Lodi wrote his analysis as an outside commentator, not an official representative of the Pakistani state. To this day, Pakistan’s nuclear doctrine remains ambiguous, in what many experts consider to be a deliberate choice. (“If Pakistan has not released a nuclear doctrine, it does not mean that it has not got one. It is understandable that a small nuclear power that espouses a limited aim of deterring coercion from a larger neighbour, maintaining calculated ambiguity would be a rational choice,” Hasan Ehtisam, a scholar on Pakistani security policy, wrote in a Pakistani newspaper last year.)
Does that mean the current conflict between Pakistan and India could escalate into a nuclear confrontation? Commentators regard that possibility as unlikely. Pakistan first began developing nuclear weapons in response to its humiliating loss of territory in 1971. Thus far, the current conflict with India does not appear to be a land grab, which suggests Pakistan does not have reason to engage its nuclear option.

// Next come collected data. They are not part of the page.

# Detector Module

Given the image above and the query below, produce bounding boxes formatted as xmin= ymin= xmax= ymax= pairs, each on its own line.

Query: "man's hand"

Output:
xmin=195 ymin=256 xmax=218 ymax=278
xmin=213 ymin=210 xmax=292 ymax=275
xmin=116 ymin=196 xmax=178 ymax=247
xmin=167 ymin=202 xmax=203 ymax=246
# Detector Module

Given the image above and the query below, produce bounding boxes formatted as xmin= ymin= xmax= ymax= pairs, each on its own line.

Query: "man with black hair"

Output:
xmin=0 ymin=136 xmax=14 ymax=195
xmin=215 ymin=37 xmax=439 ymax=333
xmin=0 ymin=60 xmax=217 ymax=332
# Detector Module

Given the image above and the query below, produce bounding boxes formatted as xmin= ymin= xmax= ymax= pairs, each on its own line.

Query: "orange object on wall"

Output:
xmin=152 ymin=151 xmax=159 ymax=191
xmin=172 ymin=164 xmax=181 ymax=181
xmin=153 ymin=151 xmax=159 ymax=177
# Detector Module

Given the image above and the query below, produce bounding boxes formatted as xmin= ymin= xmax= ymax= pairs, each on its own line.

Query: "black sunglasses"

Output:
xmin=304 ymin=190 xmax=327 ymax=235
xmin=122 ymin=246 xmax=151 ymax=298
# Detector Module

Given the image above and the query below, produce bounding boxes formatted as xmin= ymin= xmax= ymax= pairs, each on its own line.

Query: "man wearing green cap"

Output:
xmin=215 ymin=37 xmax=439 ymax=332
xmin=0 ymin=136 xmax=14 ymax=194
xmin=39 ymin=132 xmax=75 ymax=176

“To be clear, escalating tensions to the point of nuclear conflict would be catastrophic for both India and Pakistan and would destabilize the entire region—an option unlikely to be taken by either New Delhi or Islamabad,” Saheli Roy Choudhury wrote for CNBC on Wednesday.
History bolsters Choudhury’s analysis. In 1999, Pakistan and India became the first nuclear powers ever to engage in direct war with each others’ forces. On the ice of the Kargil Glacier, nestled nine miles above sea level between Himalayan peaks, Pakistani soldiers, initially disguised as a Kashmiri militants, exchanged fire with Indian soldiers. The high-altitude fighting only lasted two months before the two sides agreed to de-escalate. But in 2002, a former White House aide revealed to the BBC that United States satellite imagery in 1999 had shown the Pakistanis deploying nuclear weapons for potential use. According to the former aide, Bruce Riedel, the U.S. immediately launched a diplomatic effort to dissuade Pakistan’s use of nuclear weapons and to de-escalate the conflict.
On Wednesday, the U.S. diplomatic apparatus was mainly focused on Hanoi, Vietnam, as President Donald Trump met with North Korean dictator Kim Jong-Un to try to de-escalate nuclear tensions on the Korean Peninsula. With the focus on the Hanoi summit, observers remain unsure of what role the U.S. has the capacity to play in defusing hostilities between Pakistan and India. Though the European Union and United Nations Security Council have preached caution and de-escalation, neither India nor Pakistan has issued a conciliatory statement.